Tapi ide cemerlang itu akhirnya ditemukan dan keberhasilan dapat diraih. Akhirnya, 29 Mei 1453 M, kemenangan itu tiba; pasukan sultan memasuki kota dan bendera kerajaan Islam Usmani (di bawah Mehmet II) dikibarkan. Konstantinopel pun jatuh; menandai berakhirnya kekuasaan Byzantium. Mehmet II terpikat "merebut" Konstantinopel terinspirasi aroma kekaisaran: terinspirasi Alexander Agung dan Julius Caesar. Ia merasa mengemban dua identitas: sebagai Alexander muslim yang menaklukkan dunia hingga yang paling tepi, dan sebagai kesatria gazi yang mengemban jihad melawan orang kafir. Dengan penaklukan itu, ia ingin membalik arus sejarah dunia. Jika Alexander telah menyapu timur, sekarang giliran dia membawa kemenangan bagi Timur dan Islam dengan menaklukkan Barat (hal. 51)

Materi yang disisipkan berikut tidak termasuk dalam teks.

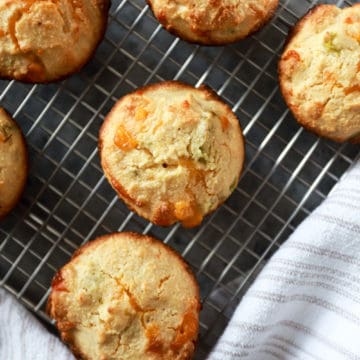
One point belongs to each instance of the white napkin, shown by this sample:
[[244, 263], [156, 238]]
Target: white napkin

Tidak dapat disangkal, buku ini ditulis dengan riset yang serius. Di antara serpihan literatur tentang kejatuhan Konstantinopel --baik yang ditulis oleh orang Barat maupun mulism-- Roger Crowley tidak saja memilih cerita yang masuk akal, tetapi juga disertai dengan analisis yang tajam. Ia tak gegabah dalam memilah setumpuk dokumen. Tak berlebihan, jika buku ini mampu mengisahkan peristiwa besar dalam sejarah tentang kota Kristen yang jatuh ke tangan bangsa muslim. Kelebihan lain, penulis buku ini menuturkan kisah tersebut dengan gaya penceritaan novel. Tak pelak, jika buku ini bisa tampil dengan memikat.
Pada sisi lain, buku ini menguak kenapa Konstantinopel bisa menjadi kota muslim. Dengan data yang akurat, penulis yang mantan warga Istanbul ini pun berhasil menampilkan dua karakter Sultan Mehmet II dan Kaisar Konstantin XI, dua tokoh besar yang saling bersitegang tidak saja demi memeluk erat keyakinan agama, tapi juga kursi kekuasaan. Dan perseteruan dalam dua hal itu, akhirnya mengantarkan Mehmet II membalik arus sejarah dunia. [ ]
*) N. Mursidi, alumnus Filsafat UIN Sunan Kalijaga, Yogyakarta.